Ya-Wen is most recently a recipient of Eleanor Catton’s Horoeka/Lancewood reading grant.
"So what are zines?"
"Zines are an independent form of publishing where you really take control of your medium and content and you circulate outside of main distribution channels."
"Typography and language?"
"For example claustrophobia and density can be expressed through how a page looks; if all your text is huddled to look scared, it can be powerful way to express poetry."
"Satellite family experience?"
"For a whole decade my father worked and lived in Taiwan and we would talk on the phone, every night."
I consider how this would have impacted her family, especially after her father's death from illness, "Was it hard for you parents?"
"Yeah - this was in the mid 1990's when Skype wasn't around and phone bills really added up"
And now her mother does the "Persephone thing", spending six months a year living in Taiwan away from her children. It follows that topography, typography and living satellite lives would reverberate through Ya-Wen's poetry.
A poet with a very different, visceral voice is Liang Yujing. Yujing came from China recently to pursue a PhD critiquing contemporary Chinese poetry at Victoria University. His poems and translations have appeared in many prestigious international publications including the Salzburg Review, Boston Review, Asia Literary Review, and Poetry NZ.

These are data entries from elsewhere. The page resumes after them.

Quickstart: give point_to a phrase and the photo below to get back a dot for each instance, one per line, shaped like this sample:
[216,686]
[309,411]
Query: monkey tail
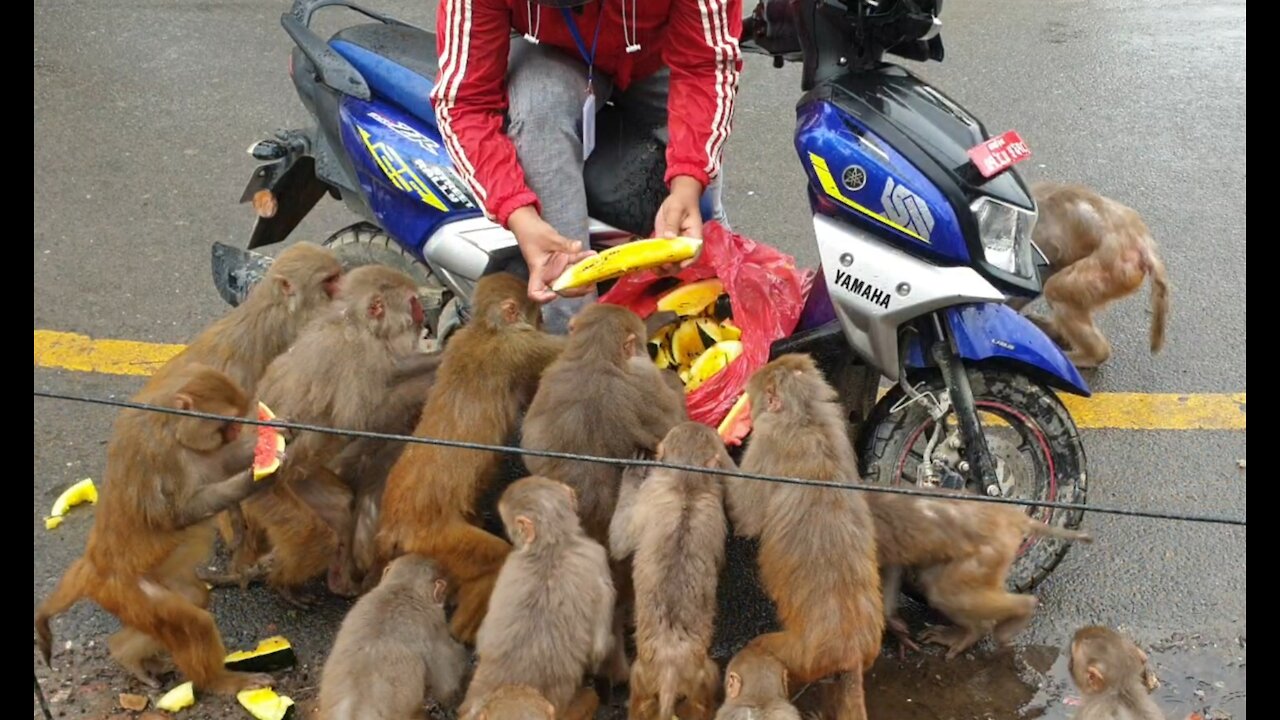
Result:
[1159,299]
[1045,529]
[71,588]
[668,687]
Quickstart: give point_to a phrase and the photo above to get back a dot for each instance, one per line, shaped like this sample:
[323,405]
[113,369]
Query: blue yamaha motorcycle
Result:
[923,233]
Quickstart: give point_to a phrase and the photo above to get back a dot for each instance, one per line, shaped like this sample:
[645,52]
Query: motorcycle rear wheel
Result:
[1038,442]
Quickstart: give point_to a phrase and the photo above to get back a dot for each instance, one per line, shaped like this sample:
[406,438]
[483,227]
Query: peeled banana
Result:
[691,299]
[627,258]
[713,360]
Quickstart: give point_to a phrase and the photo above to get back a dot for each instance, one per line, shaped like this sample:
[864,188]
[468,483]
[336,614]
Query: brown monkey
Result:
[599,399]
[394,648]
[817,551]
[487,377]
[673,524]
[513,702]
[1098,251]
[355,368]
[602,396]
[298,287]
[755,688]
[167,475]
[551,614]
[963,552]
[1112,677]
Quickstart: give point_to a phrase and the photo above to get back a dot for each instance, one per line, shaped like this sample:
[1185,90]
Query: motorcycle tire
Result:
[365,244]
[1050,442]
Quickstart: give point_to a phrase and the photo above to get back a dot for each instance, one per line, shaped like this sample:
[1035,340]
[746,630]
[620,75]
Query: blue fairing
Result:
[856,177]
[407,178]
[993,331]
[392,81]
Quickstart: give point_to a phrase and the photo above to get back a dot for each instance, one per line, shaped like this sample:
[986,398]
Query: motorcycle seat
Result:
[398,63]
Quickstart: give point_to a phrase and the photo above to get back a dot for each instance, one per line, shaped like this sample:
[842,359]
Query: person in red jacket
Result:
[519,86]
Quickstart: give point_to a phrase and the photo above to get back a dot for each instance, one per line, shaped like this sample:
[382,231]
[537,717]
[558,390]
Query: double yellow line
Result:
[1105,410]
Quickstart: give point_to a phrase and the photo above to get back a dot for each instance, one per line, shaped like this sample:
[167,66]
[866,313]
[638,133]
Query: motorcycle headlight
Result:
[1006,236]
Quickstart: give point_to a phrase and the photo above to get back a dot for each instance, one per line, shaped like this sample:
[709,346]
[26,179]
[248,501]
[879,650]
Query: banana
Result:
[686,345]
[713,360]
[627,258]
[691,299]
[83,491]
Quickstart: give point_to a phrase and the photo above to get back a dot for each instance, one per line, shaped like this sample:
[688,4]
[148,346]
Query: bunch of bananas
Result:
[703,338]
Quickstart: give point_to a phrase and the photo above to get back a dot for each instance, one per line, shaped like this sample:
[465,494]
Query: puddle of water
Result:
[1033,683]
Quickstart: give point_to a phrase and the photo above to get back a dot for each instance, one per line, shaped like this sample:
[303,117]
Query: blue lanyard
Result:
[581,45]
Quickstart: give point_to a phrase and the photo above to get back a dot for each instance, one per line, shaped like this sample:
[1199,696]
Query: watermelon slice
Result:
[270,443]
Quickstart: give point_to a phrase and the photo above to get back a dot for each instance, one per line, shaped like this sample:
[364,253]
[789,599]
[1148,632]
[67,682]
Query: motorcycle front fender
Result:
[991,331]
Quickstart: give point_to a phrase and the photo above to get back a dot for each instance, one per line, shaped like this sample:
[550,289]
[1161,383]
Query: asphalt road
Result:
[144,110]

Wen Powels, Director of the Confucius Institute
Yujing was born in 1982 in the small town Changde in Hunan Province, central China. His father was the Professor of Literature at Hunan University of Arts and Science and an early influence, alongside Tang Dynasty "Poet Immortal" Le Bai. Yujing explains:
I grew up learning the classics, especially the work of Tang Dynasty poet immortal Li Bai, the poet of drunkenness and wine. He famously wrote over a thousand poems about drinking wine and only several poems about missing wine.
A quick search reveals that:
Li Bai (705 – 762), also known as Li Po, was a Chinese poet acclaimed from his own day to the present as a genius and romantic figure who took traditional poetic forms to new heights ... often called the "Golden Age of China" – the poet of wine and drunkenness.
Yujing's poetry is ironic, dark and moody in tone, exploring a harsher reality of contemporary life in China. An innocent visit to the fish markets can result in an unsettling poem filled with subtle violence, as seen through the eyes of a child:
In the dim light of evening, the wet market swims into vision
in a blur of colours: a string of electric lights, glowing yellow;
the pale white of a small concrete path,
a ditch in shadow, dark as the eyes of my people.
Women of every age swim through the air
in clothes bright as fish scales
moving from one stall to another,
hands like fins in the vegetable piles, picking and choosing.
At the side of the road, a man, stripped to the waist,
is ripping swamp eels open with practised hands.
He nails each eel alive to the bench
and tears out the backbones.
Blood courses down the grain of the wooden bench,
towards the ground. A small boy stands and stares,
fascinated by this show - it's like magic!
he watches till his eyes turn red, red as blood.